Lisa Westby doubted the vetting of refugees — an internationally identified group of people numbering into the tens of millions who flee their country due to violence and oppression.
“I don’t think that’s fearmongering,” Westby, of Britt, said. “I think it’s sensible to protect citizens of the United States.”
Commissioner Beth Olson refuted doubts about vetting, saying refugees were vetted by nine agencies, including the U.S. Department of Homeland Security and the Secret Service.
"It's not lost on me the refugees people have such a problem with have black and brown skin," Olson said.
A lot of Mountain Iron residents weighed in, including Mayor Gary Skalko, who was one of the few there in favor of resettlement.
“It saddened me this topic was even brought up,” Skalko said. “We’re all products of immigrants or refugees unless we are of Native American background.”
Among the large cast involved in Tuesday’s discussion, Commissioner Paul McDonald countered attempts to refer to refugees often as Muslims.
“In 2019, 79% of refugees were Christian,” McDonald said in one of several attempts by commissioners and others to set the record straight. “I don’t think that message was solid enough in the discussion.”

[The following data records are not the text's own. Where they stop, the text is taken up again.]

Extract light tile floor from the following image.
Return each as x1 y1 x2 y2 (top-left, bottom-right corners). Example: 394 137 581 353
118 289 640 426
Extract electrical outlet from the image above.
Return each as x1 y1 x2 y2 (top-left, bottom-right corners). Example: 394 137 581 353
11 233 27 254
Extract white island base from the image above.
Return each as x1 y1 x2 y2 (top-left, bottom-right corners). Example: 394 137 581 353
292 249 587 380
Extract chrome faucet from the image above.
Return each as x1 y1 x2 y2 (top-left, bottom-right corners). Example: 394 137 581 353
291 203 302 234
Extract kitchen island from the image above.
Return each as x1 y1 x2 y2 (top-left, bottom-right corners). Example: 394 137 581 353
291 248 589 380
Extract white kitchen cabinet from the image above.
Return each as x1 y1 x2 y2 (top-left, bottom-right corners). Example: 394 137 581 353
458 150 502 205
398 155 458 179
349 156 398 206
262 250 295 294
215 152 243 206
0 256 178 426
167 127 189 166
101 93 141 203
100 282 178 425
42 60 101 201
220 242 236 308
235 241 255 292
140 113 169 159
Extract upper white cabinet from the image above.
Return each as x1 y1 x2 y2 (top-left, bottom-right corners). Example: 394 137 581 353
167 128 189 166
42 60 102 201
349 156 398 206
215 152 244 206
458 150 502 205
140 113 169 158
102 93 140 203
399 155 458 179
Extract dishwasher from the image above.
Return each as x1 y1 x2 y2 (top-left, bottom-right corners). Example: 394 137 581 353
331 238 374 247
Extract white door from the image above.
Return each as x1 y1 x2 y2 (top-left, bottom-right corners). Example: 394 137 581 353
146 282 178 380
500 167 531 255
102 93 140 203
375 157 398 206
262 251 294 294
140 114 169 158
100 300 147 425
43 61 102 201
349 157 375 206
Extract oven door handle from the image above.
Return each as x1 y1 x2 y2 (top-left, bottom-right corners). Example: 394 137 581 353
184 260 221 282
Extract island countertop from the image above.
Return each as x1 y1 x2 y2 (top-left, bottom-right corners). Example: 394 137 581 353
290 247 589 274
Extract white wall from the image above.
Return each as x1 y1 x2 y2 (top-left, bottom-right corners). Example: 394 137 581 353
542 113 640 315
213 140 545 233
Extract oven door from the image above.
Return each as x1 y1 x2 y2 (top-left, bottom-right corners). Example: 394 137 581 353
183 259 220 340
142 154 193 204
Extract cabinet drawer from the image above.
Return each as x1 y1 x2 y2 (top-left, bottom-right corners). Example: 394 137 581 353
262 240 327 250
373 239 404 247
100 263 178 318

McDonald said there was only one refugee resettled in St. Louis County since 2011. But he added that the issue “hit me in the heart,” since he’s recently had visits to his office by the family members of “people with possible refugee status.”
Commissioner Keith Nelson defended the dozens of vocal opponents, saying it wasn't "irrational" to fear uncertainty.
“They showed up,” he said. “They’re not bad people. They’re good people. They get up in the morning, go to work in the morning. They love their kids and grandkids.”
County Board candidate Ashley Grimm was a caller, describing her work experience with refugees.
“I’d be hard-pressed to find people who work harder or build community more,” she said.
A lot of speakers conflated the definition of immigrant and refugee — and not always in a kind way. But combat veteran Joshua Williams, of Duluth, said the county can’t go back on promises.
“The history of our country, the entire framework of this country is immigrants,” he said. “Without immigration we would not recognize the world today.”
Many callers came to say resettlement was a "moot point," because a resettlement agency isn't nearby and the entire United States is capped to 18,000 refugees this year anyway.
Conjecture about filling an old Iron Range school with refugees? "Not true," Jugovich said.
"I believe the vociferous reaction against refugees is based on ignorance," Kathleen McQuillan, of Cook, said.
Charlotte Frantz, a retired minister representing the local Interfaith Committee for Migrant Justice, made up of several area church leaders, chose hope — but not before added hurt.
"I believe there is a desire to find a way to work together without dismissing those who disagree with whatever position each commissioner holds," Frantz said. "I also believe that we will not heal our social wounds until we see just how deep they run."